An alloyed steel is not a homogenous, amorphous mixture of whatever is stirred into the melting pot; things can form coarse or fine structures very much dependent on the specifics of the smelting, forging (or rolling), and heat treatment processes. The more admixtures, the more complex it gets to get it right. Unwanted coarse discontinuities, especially if they are not well attached and/or very hard and brittle or soft, make sharpening (or keeping an edge) precisely very hard because abrasives (or cutting medium) will have a different effect on these spots than on what is around them. At the same time, such spots in a controlled size can be welcome because they help stabilize the material.

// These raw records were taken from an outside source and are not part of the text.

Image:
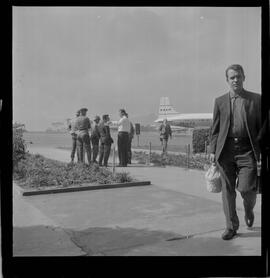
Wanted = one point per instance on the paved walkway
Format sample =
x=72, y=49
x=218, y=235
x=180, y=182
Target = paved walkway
x=173, y=216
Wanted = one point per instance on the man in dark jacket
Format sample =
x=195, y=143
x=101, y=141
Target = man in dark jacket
x=83, y=125
x=165, y=132
x=105, y=141
x=234, y=147
x=95, y=138
x=130, y=137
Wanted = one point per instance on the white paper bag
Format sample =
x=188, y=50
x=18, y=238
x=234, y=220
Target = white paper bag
x=213, y=181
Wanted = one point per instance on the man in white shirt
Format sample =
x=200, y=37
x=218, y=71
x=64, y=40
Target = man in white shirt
x=72, y=131
x=123, y=138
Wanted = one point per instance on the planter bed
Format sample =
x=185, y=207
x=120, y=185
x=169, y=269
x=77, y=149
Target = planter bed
x=36, y=174
x=82, y=187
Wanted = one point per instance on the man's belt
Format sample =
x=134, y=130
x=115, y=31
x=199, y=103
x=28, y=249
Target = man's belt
x=236, y=140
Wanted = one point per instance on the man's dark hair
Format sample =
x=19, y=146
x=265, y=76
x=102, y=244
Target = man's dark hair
x=235, y=67
x=105, y=117
x=123, y=111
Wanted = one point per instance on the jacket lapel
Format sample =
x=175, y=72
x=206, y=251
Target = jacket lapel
x=228, y=106
x=245, y=109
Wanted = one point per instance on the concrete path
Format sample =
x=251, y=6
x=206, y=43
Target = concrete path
x=173, y=216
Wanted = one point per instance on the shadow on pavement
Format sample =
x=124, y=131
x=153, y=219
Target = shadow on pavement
x=254, y=232
x=115, y=241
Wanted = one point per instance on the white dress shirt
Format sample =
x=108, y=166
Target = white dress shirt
x=124, y=124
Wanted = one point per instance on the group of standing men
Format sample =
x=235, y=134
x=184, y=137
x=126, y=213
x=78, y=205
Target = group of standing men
x=83, y=135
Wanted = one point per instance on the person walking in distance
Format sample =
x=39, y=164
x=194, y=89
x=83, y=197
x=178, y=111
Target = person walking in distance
x=105, y=141
x=234, y=148
x=131, y=135
x=123, y=138
x=83, y=126
x=73, y=133
x=165, y=133
x=95, y=138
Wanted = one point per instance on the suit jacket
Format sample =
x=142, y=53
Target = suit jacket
x=105, y=135
x=221, y=121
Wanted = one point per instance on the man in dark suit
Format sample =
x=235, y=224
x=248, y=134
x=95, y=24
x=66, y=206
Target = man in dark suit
x=105, y=141
x=234, y=147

All a matter of balancing.
The thing is, inexpensive stainless steels used in medium-priced cutlery ($30-$150 price range) are commonly of a type that due to these limitations does not reach the hardness or fineness that just using carbon steel will afford you.
There are more modern semi-stainless/stainless steels considered equal or above carbon for culinary applications - these are, however, not often found in the medium price range - except the VG steels*, eg VG10, which are becoming more and more popular in that segment - but these are considered above (hard and robust) in some, below (not as hard or fine as the kind of carbon steel you would use for a sashimi knife) in other aspects. (To knife geeks: I'm referring to stuff like Silver-3, Niolox, or PM stainless, or SKD-anything-ish semi stainless at beginning of paragraph.)

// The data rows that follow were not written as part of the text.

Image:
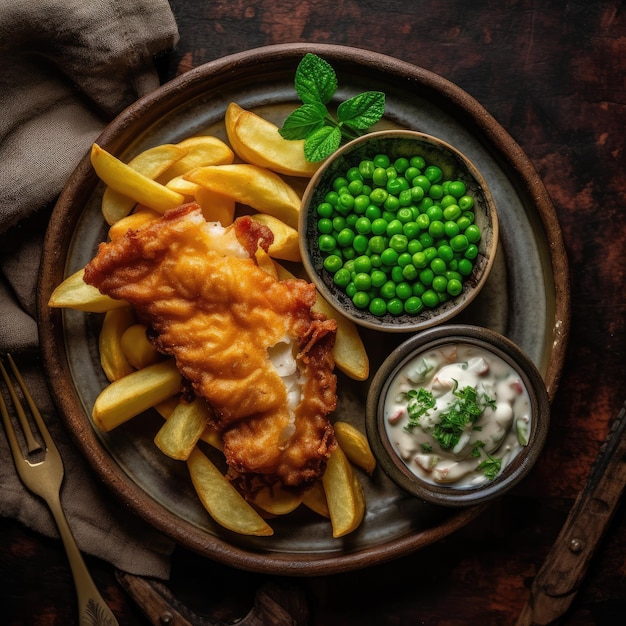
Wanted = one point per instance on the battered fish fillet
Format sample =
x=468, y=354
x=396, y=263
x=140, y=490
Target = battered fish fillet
x=246, y=342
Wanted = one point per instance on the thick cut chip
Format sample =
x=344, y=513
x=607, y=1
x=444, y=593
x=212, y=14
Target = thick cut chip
x=277, y=500
x=315, y=499
x=253, y=186
x=135, y=393
x=124, y=179
x=75, y=293
x=221, y=500
x=216, y=207
x=345, y=503
x=112, y=358
x=150, y=163
x=257, y=141
x=199, y=150
x=137, y=347
x=131, y=222
x=286, y=245
x=355, y=445
x=183, y=428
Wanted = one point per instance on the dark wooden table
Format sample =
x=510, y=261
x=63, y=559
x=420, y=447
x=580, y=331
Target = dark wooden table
x=553, y=74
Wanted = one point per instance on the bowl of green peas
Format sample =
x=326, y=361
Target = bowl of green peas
x=398, y=231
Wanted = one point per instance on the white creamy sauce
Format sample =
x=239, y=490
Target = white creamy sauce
x=446, y=445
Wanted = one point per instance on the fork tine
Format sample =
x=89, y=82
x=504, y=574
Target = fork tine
x=31, y=442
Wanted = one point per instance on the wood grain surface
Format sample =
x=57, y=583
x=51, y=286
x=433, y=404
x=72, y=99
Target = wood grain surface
x=553, y=74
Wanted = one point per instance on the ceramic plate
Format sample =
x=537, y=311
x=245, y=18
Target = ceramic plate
x=530, y=270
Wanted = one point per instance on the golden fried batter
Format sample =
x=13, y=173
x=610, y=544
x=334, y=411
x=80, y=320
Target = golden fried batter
x=224, y=318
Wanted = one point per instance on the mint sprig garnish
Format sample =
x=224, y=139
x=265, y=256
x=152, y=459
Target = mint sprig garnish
x=316, y=83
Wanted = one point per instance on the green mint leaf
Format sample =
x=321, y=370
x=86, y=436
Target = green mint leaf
x=315, y=80
x=322, y=143
x=305, y=120
x=363, y=110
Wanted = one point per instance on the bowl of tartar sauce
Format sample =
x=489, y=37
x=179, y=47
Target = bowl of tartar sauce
x=457, y=415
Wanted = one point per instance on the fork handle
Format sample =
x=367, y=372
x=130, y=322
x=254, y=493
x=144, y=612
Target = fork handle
x=92, y=609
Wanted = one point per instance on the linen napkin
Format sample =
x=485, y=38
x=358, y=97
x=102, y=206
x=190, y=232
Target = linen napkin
x=67, y=68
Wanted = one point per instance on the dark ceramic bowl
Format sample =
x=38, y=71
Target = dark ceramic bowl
x=501, y=354
x=455, y=166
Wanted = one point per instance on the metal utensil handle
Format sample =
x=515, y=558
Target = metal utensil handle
x=559, y=578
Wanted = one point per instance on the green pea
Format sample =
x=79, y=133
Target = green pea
x=326, y=243
x=422, y=181
x=454, y=287
x=471, y=252
x=398, y=242
x=418, y=162
x=325, y=209
x=382, y=160
x=378, y=243
x=325, y=226
x=423, y=221
x=452, y=212
x=345, y=237
x=362, y=281
x=360, y=299
x=466, y=203
x=378, y=196
x=451, y=229
x=404, y=198
x=411, y=230
x=457, y=188
x=395, y=306
x=411, y=172
x=465, y=267
x=417, y=192
x=389, y=257
x=396, y=274
x=419, y=260
x=379, y=278
x=435, y=192
x=354, y=174
x=403, y=290
x=459, y=243
x=445, y=253
x=345, y=203
x=436, y=229
x=372, y=212
x=426, y=277
x=378, y=307
x=341, y=277
x=379, y=177
x=434, y=212
x=440, y=283
x=472, y=233
x=366, y=169
x=394, y=227
x=433, y=173
x=391, y=203
x=360, y=243
x=413, y=305
x=409, y=272
x=430, y=298
x=361, y=202
x=438, y=266
x=426, y=240
x=363, y=226
x=339, y=183
x=396, y=185
x=332, y=263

Also, somebody producing carbon steel cutlery can usually assume that his customers will expect his wares being dishwasher- or snap-proof, so he has no reason to further limit hardness/use a more conservative grind/edge, trading in sharpness/edge retention for robustness.
*If you want to get a knife in VG steel, just look for any reputable but non-specialist retailer trying to sell you a damascus knife - chances are very high that you will end up with a VG steel knife.